Tor Project Claims FBI Paid University Researchers $1m To Unmask Tor Users
An anonymous reader writes: Have Carnegie Mellon University researchers been paid by the FBI to unmask a subset of Tor users so that the agents could discover who operated Silk Road 2.0 and other criminal suspects on the dark web? Tor Project Director Roger Dingledine believes so, and says that they were told by sources in the information security community that the FBI paid at least $1 million for the service.
From the article:
"There is no indication yet that they had a warrant or any institutional oversight by Carnegie Mellon's Institutional Review Board. We think it's unlikely they could have gotten a valid warrant for CMU's attack as conducted, since it was not narrowly tailored to target criminals or criminal activity, but instead appears to have indiscriminately targeted many users at once," noted Dingledine.
"Such action is a violation of our trust and basic guidelines for ethical research. We strongly support independent research on our software and network, but this attack crosses the crucial line between research and endangering innocent users," he pointed out.
'Consultants' perform wide-scale, warrantless, attack against large number of individuals not even suspected of wrongdoing on behalf of FBI under the guise of 'research'(probably not IRB approved); FBI thanks them for their assistance and introduces the fruits of an operation that would have been dubiously legal in scope even with a warrant; much less without one.
News at 11:30.
Does it really matter who does the "uncovering"? Security through not-being-paid-by-the-FBI is not security.
So, the FBI paid someone to unmask TOR users, just like anyone could have paid anyone else to unmask TOR users. So what?
There are two issues here and neither of them are really with the FBI.
1. It is possible to unmask TOR users. This means that TOR is not fit for purpose. No further use or discussion of TOR is necessary. It is not capable of delivering what it promises on the tin.
2. CMU "researchers" are willing to be bad actors for a price. If you want to take issue with them, you would be justified.
The FBI paying someone to do what the FBI does, is not the fucking point. Don't allow yourself to be misdirected away form the fact that TOR is not fit for purpose.

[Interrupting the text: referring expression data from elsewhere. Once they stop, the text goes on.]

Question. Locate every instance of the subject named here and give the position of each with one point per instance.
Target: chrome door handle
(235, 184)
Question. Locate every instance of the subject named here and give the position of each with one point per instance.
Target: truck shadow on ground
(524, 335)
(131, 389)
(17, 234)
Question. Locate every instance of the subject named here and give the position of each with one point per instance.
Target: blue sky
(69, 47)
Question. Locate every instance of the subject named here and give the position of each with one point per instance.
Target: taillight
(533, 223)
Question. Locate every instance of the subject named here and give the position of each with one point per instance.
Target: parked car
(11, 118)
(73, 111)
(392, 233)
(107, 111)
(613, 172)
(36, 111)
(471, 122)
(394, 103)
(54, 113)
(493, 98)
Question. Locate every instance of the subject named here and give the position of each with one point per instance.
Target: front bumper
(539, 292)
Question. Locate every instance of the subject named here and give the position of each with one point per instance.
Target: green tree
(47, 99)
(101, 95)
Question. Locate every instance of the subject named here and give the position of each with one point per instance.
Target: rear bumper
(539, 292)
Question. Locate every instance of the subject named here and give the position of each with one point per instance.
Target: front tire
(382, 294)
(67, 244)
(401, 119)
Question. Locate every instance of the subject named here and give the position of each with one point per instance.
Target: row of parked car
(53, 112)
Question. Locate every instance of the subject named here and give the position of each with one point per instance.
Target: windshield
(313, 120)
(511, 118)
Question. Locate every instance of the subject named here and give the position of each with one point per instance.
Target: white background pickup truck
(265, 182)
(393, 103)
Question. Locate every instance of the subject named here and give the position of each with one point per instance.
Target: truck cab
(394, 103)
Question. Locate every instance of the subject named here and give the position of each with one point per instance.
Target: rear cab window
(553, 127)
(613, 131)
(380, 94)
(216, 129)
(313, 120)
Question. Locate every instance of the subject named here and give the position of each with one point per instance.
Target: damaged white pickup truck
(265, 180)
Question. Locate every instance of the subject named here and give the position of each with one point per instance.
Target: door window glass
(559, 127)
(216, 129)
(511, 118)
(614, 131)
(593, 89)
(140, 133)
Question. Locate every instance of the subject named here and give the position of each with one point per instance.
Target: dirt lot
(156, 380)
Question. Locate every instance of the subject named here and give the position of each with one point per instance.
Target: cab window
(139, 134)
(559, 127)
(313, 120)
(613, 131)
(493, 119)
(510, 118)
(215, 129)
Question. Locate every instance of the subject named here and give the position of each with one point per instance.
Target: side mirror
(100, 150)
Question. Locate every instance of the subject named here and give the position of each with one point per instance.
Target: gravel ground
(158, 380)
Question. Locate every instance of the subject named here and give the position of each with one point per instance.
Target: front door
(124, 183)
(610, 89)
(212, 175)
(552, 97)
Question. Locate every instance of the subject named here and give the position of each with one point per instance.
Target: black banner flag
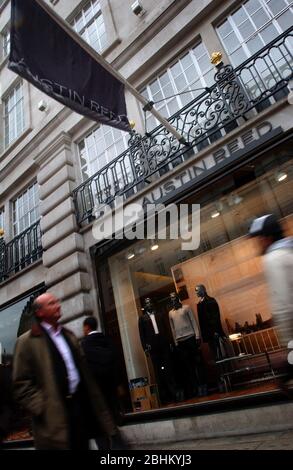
(45, 55)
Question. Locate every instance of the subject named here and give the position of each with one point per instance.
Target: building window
(26, 209)
(252, 26)
(191, 72)
(5, 43)
(89, 24)
(99, 148)
(13, 115)
(1, 222)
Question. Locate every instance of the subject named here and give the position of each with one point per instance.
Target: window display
(179, 314)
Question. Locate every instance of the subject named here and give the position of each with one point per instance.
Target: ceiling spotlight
(215, 214)
(154, 245)
(141, 250)
(137, 8)
(281, 176)
(290, 95)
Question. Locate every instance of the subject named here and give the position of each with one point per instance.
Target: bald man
(52, 382)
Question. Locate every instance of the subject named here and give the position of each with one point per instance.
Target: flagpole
(98, 58)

'Consultants' perform wide-scale, warrantless, attack against large number of individuals not even suspected of wrongdoing on behalf of FBI under the guise of 'research'(probably not IRB approved); FBI thanks them for their assistance and introduces the fruits of an operation that would have been dubiously legal in scope even with a warrant; much less without one.

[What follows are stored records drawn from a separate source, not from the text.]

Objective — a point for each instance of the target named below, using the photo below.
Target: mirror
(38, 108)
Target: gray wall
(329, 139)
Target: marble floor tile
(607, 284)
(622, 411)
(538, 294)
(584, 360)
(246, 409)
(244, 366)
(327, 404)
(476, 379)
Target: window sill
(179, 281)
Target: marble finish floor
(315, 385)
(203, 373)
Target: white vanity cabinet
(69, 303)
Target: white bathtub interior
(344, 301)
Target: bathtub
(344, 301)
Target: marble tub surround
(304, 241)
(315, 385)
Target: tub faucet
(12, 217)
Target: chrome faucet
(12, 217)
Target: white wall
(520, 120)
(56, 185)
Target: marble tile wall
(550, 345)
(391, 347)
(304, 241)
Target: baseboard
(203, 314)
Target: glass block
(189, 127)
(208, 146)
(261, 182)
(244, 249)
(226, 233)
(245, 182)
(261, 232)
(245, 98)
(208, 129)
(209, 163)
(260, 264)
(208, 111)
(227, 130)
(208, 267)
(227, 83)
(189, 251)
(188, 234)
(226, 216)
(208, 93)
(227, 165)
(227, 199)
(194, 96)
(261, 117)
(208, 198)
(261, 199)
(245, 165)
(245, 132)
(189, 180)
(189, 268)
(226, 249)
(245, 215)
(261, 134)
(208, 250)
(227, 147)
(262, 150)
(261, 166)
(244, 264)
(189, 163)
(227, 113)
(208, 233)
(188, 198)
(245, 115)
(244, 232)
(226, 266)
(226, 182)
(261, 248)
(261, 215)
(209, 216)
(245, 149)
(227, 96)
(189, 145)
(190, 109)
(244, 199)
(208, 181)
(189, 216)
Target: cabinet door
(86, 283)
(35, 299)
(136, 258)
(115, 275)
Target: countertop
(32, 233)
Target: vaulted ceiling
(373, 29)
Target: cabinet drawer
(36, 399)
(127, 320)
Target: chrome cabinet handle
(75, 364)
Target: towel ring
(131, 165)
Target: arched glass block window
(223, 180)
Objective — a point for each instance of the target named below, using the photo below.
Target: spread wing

I'm the first to complaint about warrantless search of Americans, but I don't think this qualifies. If you're going to install software on computers you don't own in order to capture information, you need a warrant. If you're going to ask a private company to hand over data on their users, you need a warrant. If you're going to capture information that passes through your own hardware, even if it's encrypted, that's fair game. If you find a way to break the anonymizing network by creating your own fake relays to do it, as far as my judgement goes, the data was yours to play with, because it passed through your relays, and the research was legitimate, because you did find a flaw on the network.

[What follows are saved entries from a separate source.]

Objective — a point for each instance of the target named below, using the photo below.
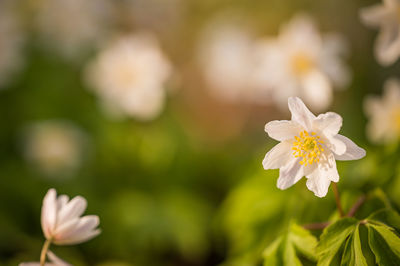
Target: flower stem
(337, 198)
(45, 248)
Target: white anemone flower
(302, 62)
(61, 220)
(309, 146)
(54, 261)
(384, 114)
(129, 76)
(386, 16)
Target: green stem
(337, 198)
(43, 254)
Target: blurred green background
(186, 188)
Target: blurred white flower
(226, 59)
(387, 17)
(54, 147)
(129, 76)
(384, 113)
(11, 41)
(54, 261)
(72, 26)
(309, 146)
(301, 62)
(61, 220)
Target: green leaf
(333, 238)
(353, 254)
(386, 216)
(385, 244)
(287, 248)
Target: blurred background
(147, 109)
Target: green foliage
(287, 249)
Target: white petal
(49, 213)
(317, 90)
(290, 174)
(83, 231)
(387, 48)
(278, 156)
(72, 209)
(374, 15)
(283, 129)
(300, 113)
(329, 123)
(353, 152)
(318, 183)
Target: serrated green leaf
(303, 241)
(332, 238)
(386, 216)
(353, 254)
(385, 244)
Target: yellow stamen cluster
(302, 63)
(308, 146)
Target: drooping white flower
(301, 62)
(386, 16)
(309, 146)
(72, 26)
(226, 59)
(61, 220)
(54, 147)
(129, 76)
(54, 261)
(384, 113)
(11, 41)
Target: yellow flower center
(307, 146)
(302, 63)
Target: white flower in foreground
(54, 147)
(72, 26)
(226, 60)
(61, 220)
(301, 62)
(387, 17)
(384, 113)
(309, 146)
(129, 76)
(54, 261)
(11, 41)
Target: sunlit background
(154, 111)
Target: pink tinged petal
(278, 156)
(290, 174)
(318, 183)
(329, 123)
(49, 213)
(300, 113)
(374, 15)
(81, 232)
(336, 145)
(72, 209)
(387, 48)
(318, 91)
(353, 152)
(283, 129)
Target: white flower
(72, 26)
(226, 59)
(54, 147)
(384, 113)
(11, 41)
(309, 146)
(387, 17)
(301, 62)
(129, 76)
(54, 261)
(61, 220)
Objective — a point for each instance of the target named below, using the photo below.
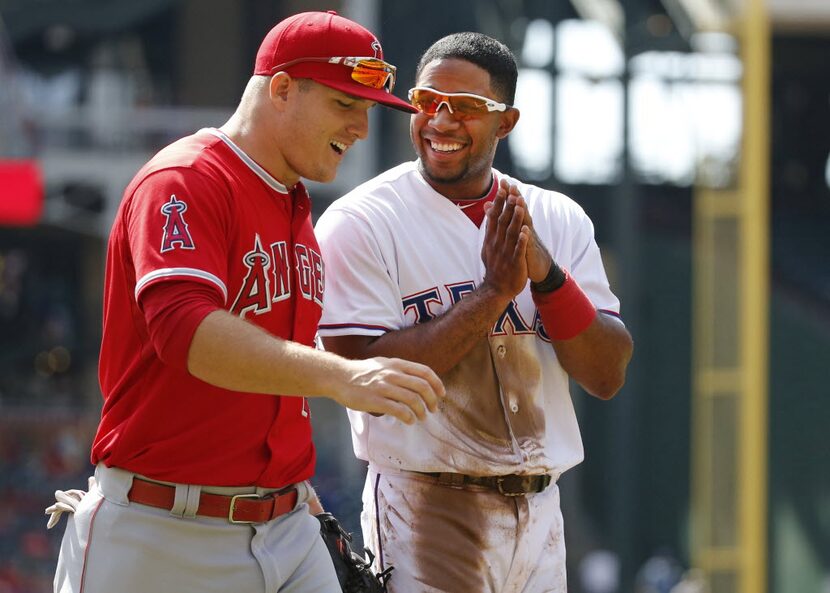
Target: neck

The only thing I see wrong with this entire operation is that we have laws against what people can or can't take. It's their life, their bodies, their decision, and the FBI is wasting resources going after people who pose no danger to society (at least as far as Silk Road 2.0. The first Silk Road had the guy in charge trying to hire a hit man. Definitely not just a drugs thing. The investigation was legit, the research was legit, and it gives the Tor Project something to think about as far as improving their network.
A university is not a government agency with special powers against other citizens.
Law enforcement ist allowed to do these things only with the approval of the judiciary too. Which they apparently didn't get. 4th amendment, computer security laws and all thoes pesky things.
Sure but this isn't just about making the FBI play nice and stop cheating. This is about a bunch of defendants at risk of being convicted on evidence that should not be admissible without a warrant or that was only subsequently obtainable because of the information illegally obtained without a warrant and therefore also should not be admissible.
No, it's not about the defendants. The defendants did something illegal. That's about drug policy.
This is about everyone *other* than the defendants, who might be the victim of an illegal search by the state tomorrow.
Courts don't exclude evidence obtained from an illegal search in order to protect defendants. They do it to protect everyone else. They don't have the physical power to make police act legally on the street (cops have to consent to do that), but they do have the power to let defendants go when the cops violate the Constitution. That makes cops mad, so the cops want to follow the Constitution to avoid letting criminals go.